Da aber Matthey, Gottlob Rehhaus und der junge Fahse dörrten und alle drei
zugegen waren, wurde das Feuer schnell gelöscht."
Der zum Brauen notwendige Hopfen wurde örtlich
durch Selbstanbau gewonnen. Ob auf dem Hoppberg jemals Hopfen angebaut
wurde, ist seiner Lage nach kaum anzunehmen.
Wilder Hopfen findet sich noch heute hier und
da und windet sich an Zäunen und Hecken in die Höhe. Die Braugerechtsame
hatte also die Gemeinde.

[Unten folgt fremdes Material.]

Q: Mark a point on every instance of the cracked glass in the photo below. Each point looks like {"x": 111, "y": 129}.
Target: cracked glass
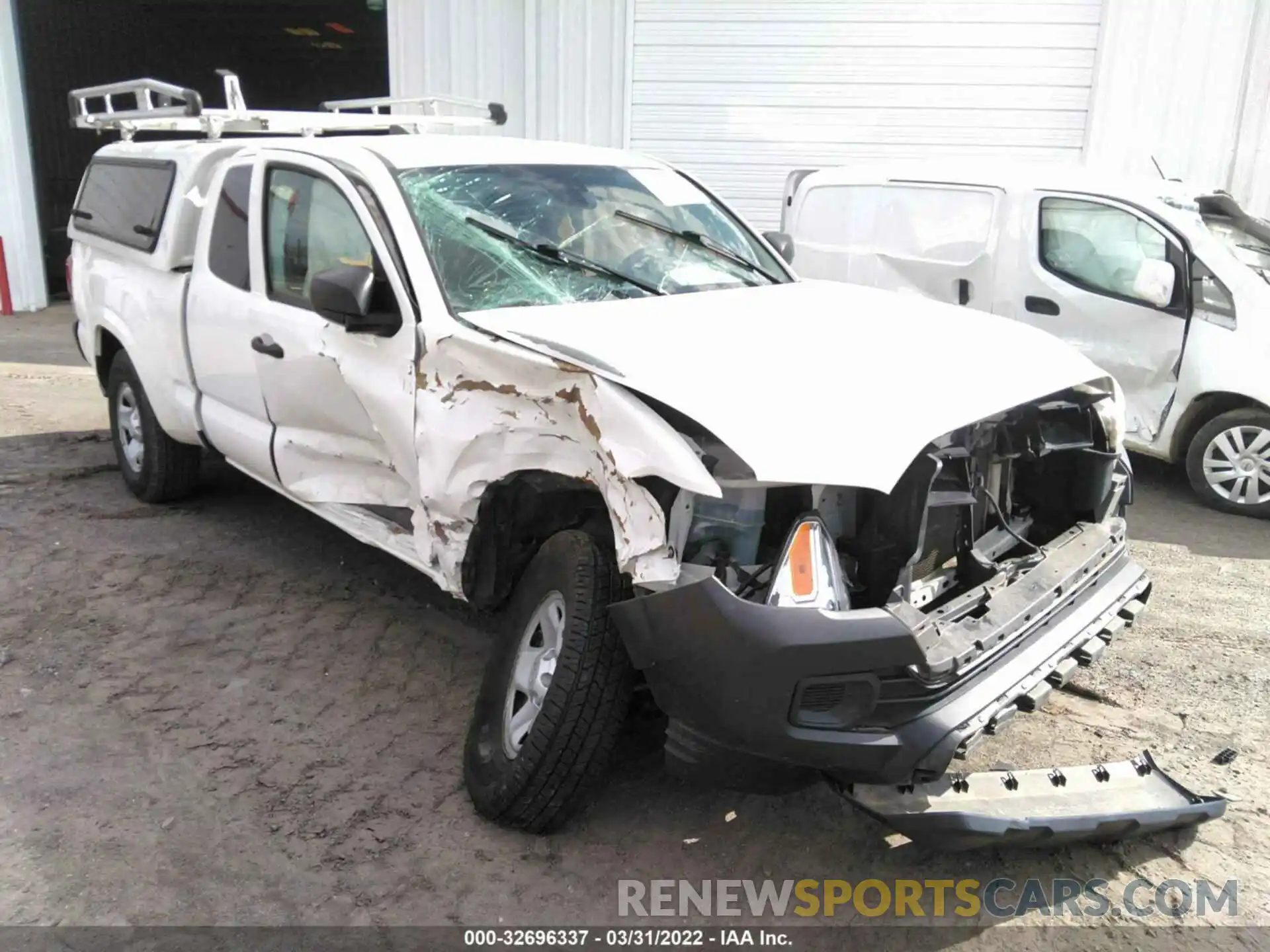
{"x": 526, "y": 235}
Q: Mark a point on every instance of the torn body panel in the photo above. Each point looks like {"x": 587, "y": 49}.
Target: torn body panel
{"x": 486, "y": 409}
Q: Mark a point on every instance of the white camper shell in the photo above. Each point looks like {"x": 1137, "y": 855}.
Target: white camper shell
{"x": 1162, "y": 284}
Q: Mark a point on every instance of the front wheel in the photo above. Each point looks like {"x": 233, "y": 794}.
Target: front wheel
{"x": 1228, "y": 462}
{"x": 154, "y": 466}
{"x": 556, "y": 691}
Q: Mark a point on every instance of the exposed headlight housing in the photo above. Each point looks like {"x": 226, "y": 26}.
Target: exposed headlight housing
{"x": 810, "y": 574}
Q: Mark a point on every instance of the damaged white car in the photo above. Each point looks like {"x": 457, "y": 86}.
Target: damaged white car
{"x": 833, "y": 531}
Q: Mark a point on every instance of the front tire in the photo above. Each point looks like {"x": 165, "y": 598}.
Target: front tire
{"x": 556, "y": 692}
{"x": 1228, "y": 462}
{"x": 155, "y": 467}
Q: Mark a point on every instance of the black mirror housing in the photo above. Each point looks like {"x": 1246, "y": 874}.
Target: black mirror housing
{"x": 783, "y": 243}
{"x": 345, "y": 294}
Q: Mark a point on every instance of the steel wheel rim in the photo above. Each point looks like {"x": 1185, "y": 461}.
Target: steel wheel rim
{"x": 1238, "y": 465}
{"x": 532, "y": 672}
{"x": 127, "y": 414}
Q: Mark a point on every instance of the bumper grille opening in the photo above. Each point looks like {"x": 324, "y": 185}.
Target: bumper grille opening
{"x": 833, "y": 702}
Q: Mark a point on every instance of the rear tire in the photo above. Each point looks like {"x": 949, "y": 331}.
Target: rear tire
{"x": 535, "y": 776}
{"x": 155, "y": 467}
{"x": 1230, "y": 454}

Dem Rittergut stand die Mitbenutzung des
Gemeindebrauhauses zu gegen Erlegung eines Pfannzinses
„so für ein ganzes Gebäude, sechs Jenaische Scheffel
enthaltend, 1 Mfl beträgt.“
Aus den Gemeindebrauhäusern entwickelten sich
die gewerblichen Brauereien. In Wormstedt gingen die Braugerechtsame
1834 an den
hiesigen Wirt über.
Erst im Jahre 1852
wurde eine Brauerei gebaut.
1859 wurde an der
Kösnitzer Straße der große Brauereikeller geschaffen.
Die Brauerei Wormstedt belieferte 25 Ortschaften im Umkreis mit Bier, so
dass die hiesigen Bauern Bier ausfahren mussten.